Le difficoltà di un mercato piccolo come quello di Oklahoma City ha portato al sacrificio di più di una pedina lungo la strada, sempre però con una ratio ben precisa.
Con il peccato originale di credere di poter vincere qualsiasi partita con la coppia Durant-Westbrook, cosa per altro vera se i due sono in salute, Presti, G.M. dei Thunder, ha attorniato le due stelle di giocatori dalle spiccate doti difensive con caratteristiche antropometriche ben definite: braccia lunghe e rapidità sopra la media per poter portare in campo una difesa capace di sostenere anche le fasi meno intense di Durant e Westbrook così da lasciarli più freschi per l’attacco.
Gli infortuni hanno però colpito ripetutamente la squadra che non ha mai avuto la possibilità di schierare la formazione migliore nei play-off dall’anno delle Finals.
La forza offensiva di Durant e Westbrook è tale che rendono i compagni ininfluenti e la loro capacità di segnare potenzialmente ogni tiro ha contribuito alla creazione di un playbook scarno e poco variegato.
A fronte dell’ennesima stagione che molto probabilmente non si chiuderà con l’anello, Sam Presti ha dovuto cambiare rotta anche perché Durant nel 2016 sarà free agent, e l’acquisizione di giocatori come Waiters. Augustin e Kanter con il sacrificio di una scelta al draft ne è la prova. Mai prima d’ora in casa Thunder si era guardato tanto al presente e poco al futuro.
Ormai è evidente che il sistema finora utilizzato non può ritenersi affidabile, anche al netto degli infortuni. Dalla partenza di Harden la ricerca di un terzo punto di riferimento offensivo è naufragata tanto da dover ripensare all’intero assetto della squadra.

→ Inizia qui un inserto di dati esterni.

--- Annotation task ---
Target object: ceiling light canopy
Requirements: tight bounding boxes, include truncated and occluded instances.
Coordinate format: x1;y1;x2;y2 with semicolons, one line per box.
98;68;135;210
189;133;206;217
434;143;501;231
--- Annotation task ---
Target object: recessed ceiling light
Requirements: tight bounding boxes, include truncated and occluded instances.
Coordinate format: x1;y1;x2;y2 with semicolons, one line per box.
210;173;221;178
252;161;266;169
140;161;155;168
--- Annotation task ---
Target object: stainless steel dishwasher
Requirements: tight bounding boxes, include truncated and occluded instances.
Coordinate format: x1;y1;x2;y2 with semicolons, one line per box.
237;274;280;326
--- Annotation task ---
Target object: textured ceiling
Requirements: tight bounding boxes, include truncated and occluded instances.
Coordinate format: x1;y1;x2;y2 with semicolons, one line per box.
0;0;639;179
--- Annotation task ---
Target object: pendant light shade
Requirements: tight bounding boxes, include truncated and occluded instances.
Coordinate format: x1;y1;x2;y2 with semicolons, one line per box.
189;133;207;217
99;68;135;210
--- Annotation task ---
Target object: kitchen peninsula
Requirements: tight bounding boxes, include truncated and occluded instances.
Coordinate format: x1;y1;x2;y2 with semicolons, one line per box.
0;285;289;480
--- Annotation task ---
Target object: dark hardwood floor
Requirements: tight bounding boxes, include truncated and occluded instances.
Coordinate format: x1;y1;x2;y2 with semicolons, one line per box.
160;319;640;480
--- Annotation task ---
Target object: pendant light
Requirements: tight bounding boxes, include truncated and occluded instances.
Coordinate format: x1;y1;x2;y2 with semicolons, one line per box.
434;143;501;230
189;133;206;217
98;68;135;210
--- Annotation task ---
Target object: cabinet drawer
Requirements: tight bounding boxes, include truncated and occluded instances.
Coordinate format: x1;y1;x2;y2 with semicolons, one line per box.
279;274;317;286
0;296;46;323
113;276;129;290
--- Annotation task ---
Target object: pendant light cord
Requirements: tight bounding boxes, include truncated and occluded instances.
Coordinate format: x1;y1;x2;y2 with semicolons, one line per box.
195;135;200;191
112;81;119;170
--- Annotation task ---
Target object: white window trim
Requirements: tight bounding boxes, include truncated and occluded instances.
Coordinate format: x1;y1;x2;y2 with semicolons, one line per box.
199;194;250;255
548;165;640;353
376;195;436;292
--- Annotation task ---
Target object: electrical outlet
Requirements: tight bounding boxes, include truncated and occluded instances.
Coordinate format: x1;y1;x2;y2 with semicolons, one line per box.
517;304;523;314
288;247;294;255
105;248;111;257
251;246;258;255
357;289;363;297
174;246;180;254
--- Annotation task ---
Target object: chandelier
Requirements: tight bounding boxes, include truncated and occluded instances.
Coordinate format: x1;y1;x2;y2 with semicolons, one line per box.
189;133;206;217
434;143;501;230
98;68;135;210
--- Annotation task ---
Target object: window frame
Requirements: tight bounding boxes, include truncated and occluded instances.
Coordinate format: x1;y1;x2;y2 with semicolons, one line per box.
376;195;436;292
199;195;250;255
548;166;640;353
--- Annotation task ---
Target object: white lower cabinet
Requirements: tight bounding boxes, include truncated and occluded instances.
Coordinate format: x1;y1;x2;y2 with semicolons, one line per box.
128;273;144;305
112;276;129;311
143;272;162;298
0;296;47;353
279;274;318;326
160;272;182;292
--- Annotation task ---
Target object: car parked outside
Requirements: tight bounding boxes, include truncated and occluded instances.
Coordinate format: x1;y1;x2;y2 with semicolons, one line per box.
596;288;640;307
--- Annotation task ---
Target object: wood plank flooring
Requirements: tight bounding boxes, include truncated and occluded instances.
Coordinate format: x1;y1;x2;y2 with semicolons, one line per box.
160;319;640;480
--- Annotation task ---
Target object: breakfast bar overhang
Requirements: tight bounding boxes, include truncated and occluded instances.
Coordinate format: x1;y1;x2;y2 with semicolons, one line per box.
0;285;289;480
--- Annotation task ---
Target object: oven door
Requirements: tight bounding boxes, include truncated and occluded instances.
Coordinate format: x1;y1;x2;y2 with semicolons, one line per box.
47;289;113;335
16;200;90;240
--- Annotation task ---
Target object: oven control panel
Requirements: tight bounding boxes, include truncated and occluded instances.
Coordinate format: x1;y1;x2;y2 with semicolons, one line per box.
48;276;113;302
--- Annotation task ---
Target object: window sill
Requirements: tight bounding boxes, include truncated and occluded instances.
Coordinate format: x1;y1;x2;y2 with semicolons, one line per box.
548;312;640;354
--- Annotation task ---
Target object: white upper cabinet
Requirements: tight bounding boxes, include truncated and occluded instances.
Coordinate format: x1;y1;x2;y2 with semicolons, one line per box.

L’arrivo di Kanter è la prova del tentativo di trovare soluzioni nuove in zone offensive mai esplorate in precedenza con i vari Perkins, Adams, Cole, Collison e Ibaka.
Altro punto da approfondire sarebbe verificare quanto è scelta di Brooks quella di avere un gioco offensivo monotematico e quanto sia la personalità di Westbrook e Durant nell’imporsi in campo. La prova la potremmo avere solo con un altro allenatore in panchina.

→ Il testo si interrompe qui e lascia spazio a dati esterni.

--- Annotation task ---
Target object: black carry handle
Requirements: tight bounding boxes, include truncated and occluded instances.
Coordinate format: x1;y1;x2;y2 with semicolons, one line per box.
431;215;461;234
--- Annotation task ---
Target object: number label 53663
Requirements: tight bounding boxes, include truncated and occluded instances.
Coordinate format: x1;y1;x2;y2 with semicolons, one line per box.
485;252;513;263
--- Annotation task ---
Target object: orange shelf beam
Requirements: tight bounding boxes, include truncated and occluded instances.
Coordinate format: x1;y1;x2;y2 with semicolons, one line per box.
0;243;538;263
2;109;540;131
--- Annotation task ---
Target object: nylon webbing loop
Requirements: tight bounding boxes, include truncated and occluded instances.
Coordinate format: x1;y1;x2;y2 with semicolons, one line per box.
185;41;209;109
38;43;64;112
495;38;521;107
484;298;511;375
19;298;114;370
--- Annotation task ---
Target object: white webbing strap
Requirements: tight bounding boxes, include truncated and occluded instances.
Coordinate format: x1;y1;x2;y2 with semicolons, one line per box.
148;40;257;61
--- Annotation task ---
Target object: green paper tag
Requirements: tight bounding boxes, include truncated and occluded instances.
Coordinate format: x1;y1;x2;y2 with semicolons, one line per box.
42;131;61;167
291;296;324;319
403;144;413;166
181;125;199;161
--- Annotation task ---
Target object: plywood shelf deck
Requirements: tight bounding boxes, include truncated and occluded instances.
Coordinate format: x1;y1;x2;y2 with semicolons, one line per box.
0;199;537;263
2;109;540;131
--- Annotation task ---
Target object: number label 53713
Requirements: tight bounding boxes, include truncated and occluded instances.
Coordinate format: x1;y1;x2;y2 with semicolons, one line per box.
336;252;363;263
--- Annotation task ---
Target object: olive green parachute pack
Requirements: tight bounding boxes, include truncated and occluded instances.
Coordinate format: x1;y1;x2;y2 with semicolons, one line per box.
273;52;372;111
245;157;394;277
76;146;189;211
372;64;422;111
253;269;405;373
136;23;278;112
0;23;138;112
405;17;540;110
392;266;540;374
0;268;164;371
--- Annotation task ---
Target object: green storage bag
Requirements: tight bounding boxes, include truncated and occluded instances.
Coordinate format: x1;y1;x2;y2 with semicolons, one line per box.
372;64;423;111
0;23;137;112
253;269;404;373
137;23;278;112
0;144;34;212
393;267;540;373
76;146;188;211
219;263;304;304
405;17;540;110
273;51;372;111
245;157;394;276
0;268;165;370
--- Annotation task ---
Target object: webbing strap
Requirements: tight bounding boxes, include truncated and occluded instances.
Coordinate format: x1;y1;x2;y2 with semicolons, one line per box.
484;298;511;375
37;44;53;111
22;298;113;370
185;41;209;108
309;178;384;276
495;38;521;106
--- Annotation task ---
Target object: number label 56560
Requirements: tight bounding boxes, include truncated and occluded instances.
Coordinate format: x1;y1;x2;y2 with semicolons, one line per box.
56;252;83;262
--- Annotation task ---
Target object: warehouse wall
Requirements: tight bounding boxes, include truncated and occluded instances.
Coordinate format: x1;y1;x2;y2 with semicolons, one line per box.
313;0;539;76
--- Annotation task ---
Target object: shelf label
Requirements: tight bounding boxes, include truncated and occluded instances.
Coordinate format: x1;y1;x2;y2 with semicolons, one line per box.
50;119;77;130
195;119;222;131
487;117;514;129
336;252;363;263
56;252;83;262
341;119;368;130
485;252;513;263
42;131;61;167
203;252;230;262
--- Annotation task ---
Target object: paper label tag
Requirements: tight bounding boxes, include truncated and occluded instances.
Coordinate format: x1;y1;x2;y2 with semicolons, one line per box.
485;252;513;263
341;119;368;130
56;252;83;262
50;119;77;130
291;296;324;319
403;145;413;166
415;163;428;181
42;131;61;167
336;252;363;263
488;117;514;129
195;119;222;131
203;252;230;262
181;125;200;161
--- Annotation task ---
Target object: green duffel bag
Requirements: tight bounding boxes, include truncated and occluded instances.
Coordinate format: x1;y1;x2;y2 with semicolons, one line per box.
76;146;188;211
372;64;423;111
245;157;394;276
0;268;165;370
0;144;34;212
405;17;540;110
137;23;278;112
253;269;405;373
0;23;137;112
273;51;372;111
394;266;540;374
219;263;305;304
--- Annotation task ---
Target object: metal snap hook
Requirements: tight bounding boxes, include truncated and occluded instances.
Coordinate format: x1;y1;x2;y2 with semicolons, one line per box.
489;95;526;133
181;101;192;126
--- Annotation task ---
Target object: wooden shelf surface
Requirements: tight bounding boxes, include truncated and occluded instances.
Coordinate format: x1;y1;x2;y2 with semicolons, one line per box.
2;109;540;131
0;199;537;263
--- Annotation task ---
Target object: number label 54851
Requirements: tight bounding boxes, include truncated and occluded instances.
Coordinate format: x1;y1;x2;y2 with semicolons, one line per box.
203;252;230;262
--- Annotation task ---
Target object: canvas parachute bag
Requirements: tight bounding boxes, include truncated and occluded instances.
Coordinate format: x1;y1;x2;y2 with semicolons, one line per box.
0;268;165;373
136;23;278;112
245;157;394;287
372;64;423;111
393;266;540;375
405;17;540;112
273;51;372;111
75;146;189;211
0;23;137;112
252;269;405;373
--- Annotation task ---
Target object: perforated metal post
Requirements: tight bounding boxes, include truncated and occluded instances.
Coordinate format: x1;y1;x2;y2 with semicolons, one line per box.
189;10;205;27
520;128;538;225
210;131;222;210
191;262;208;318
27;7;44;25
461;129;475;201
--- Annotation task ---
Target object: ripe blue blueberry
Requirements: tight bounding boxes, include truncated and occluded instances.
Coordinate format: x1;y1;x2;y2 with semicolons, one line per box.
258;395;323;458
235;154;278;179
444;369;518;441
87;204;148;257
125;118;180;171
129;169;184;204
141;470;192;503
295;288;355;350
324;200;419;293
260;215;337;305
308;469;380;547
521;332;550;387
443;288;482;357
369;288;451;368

Quello che accomuna Thunder e Rockets è la propensione a giocare una pallacanestro up-tempo in cui far schierare il meno possibile la difesa avversaria con la ricerca della conclusione alla prima occasione favorevole. Per poter far questo però la fase difensiva dev’essere di primissimo livello.
Anche se poco reclamizzata la difesa dei Rockets è tra le prime dieci della Lega e quella dei Thunder è da anni ai primissimi posti. Con una buona difesa è molto più facile trovare punti in contropiede o in transizione spesso anche forzando le giocate pur di alzare il numero di possessi.
Anche Houston ama correre e quando non ci riesce adotta un gioco a metà campo in grado di allargare il campo all’estremo, con quattro tiratori perimetrali e una serie di pick and roll, penetra e scarica con le pochissime eccezioni del post basso di Howard.
Nel basket odierno i tiri più pregiati sono o quelli ad alta percentuale, quindi quelli vicini al ferro, o quelli che premiano con più punti, quelli oltre l’arco. Houston incarna l’estremo di questa teoria e nella stagione attuale sta polverizzando molti record.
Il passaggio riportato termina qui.